(AP) A Hindu clergyman made history Thursday by offering the U.S. Senate's morning prayer, but only after police officers removed three shouting protesters from the visitors' gallery.
Rajan Zed, director of interfaith relations at a Hindu temple, gave the brief prayer that opens each day's Senate session. As he stood at the chamber's podium in a bright orange and burgundy robe, two women and a man began shouting "this is an abomination" and other complaints from the gallery.
Police officers quickly arrested them and charged them with disrupting Congress, a misdemeanor. The male protester told an Associated Press reporter, "we are Christians and patriots" before police handcuffed them and led them away.

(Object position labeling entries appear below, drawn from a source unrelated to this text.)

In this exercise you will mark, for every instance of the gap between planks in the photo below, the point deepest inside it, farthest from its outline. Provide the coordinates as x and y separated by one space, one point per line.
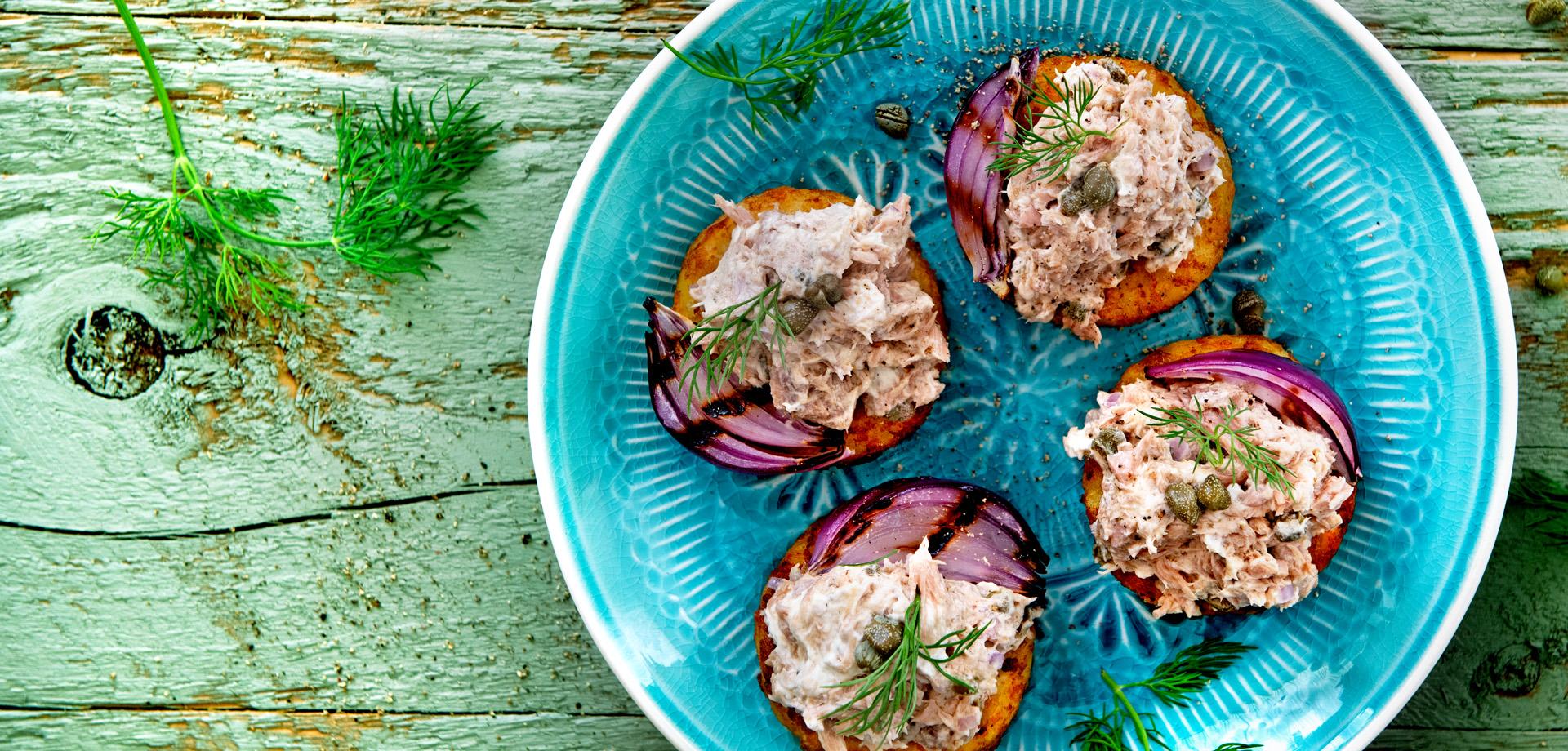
265 524
231 709
657 30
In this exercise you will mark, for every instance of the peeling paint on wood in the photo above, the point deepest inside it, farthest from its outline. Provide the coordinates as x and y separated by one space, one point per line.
298 731
369 454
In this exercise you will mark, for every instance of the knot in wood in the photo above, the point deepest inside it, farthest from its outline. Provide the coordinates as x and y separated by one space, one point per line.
115 353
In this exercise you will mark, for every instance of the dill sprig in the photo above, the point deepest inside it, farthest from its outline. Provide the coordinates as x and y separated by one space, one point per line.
783 82
400 179
1540 491
400 176
720 344
891 689
1225 446
1049 153
1174 684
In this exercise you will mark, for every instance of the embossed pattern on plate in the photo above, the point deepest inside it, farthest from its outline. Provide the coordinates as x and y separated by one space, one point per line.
1346 218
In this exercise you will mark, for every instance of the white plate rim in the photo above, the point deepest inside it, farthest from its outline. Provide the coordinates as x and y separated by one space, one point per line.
1496 287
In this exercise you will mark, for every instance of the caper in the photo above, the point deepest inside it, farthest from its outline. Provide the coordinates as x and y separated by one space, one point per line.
867 657
1184 502
1249 309
1099 185
884 633
1109 441
1252 323
893 119
1291 529
825 292
1249 301
1549 279
1213 494
901 411
797 314
1089 192
1117 74
1544 11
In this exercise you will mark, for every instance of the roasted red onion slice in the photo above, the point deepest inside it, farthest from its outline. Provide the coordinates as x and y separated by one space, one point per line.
734 429
976 533
1294 391
974 192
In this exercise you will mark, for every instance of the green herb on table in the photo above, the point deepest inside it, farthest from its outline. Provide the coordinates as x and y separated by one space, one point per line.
889 691
1174 684
1540 491
400 180
1544 11
1225 446
783 80
1049 153
400 177
725 339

For several days, the Mississippi-based American Family Association has urged its members to object to the prayer because Zed would be "seeking the invocation of a non-monotheistic god."
Zed, the first Hindu to offer the Senate prayer, began: "We meditate on the transcendental glory of the Deity Supreme, who is inside the heart of the Earth, inside the life of the sky and inside the soul of the heaven. May He stimulate and illuminate our minds."
As the Senate prepared for another day of debate over the Iraq war, Zed closed with, "Peace, peace, peace be unto all."
Zed, who was born in India, was invited by Senate Majority Leader Harry Reid, a Democrat. Speaking in the chamber shortly after the prayer, Reid defended the choice and linked it to the war debate.
"If people have any misunderstanding about Indians and Hindus," Reid said, "all they have to do is think of Gandhi," a man "who gave his life for peace."
"I think it speaks well of our country that someone representing the faith of about a billion people comes here and can speak in communication with our heavenly Father regarding peace," said Reid, a Mormon and sharp critic of President Bush's Iraq policies.
Barry W. Lynn, executive director of Americans United for Separation of Church and State, said the protest "shows the intolerance of many religious right activists. They say they want more religion in the public square, but it's clear they mean only their religion."
Police identified the protesters as Ante Nedlko Pavkovic, Katherine Lynn Pavkovic and Christan Renee Sugar. Their ages and hometowns were not available.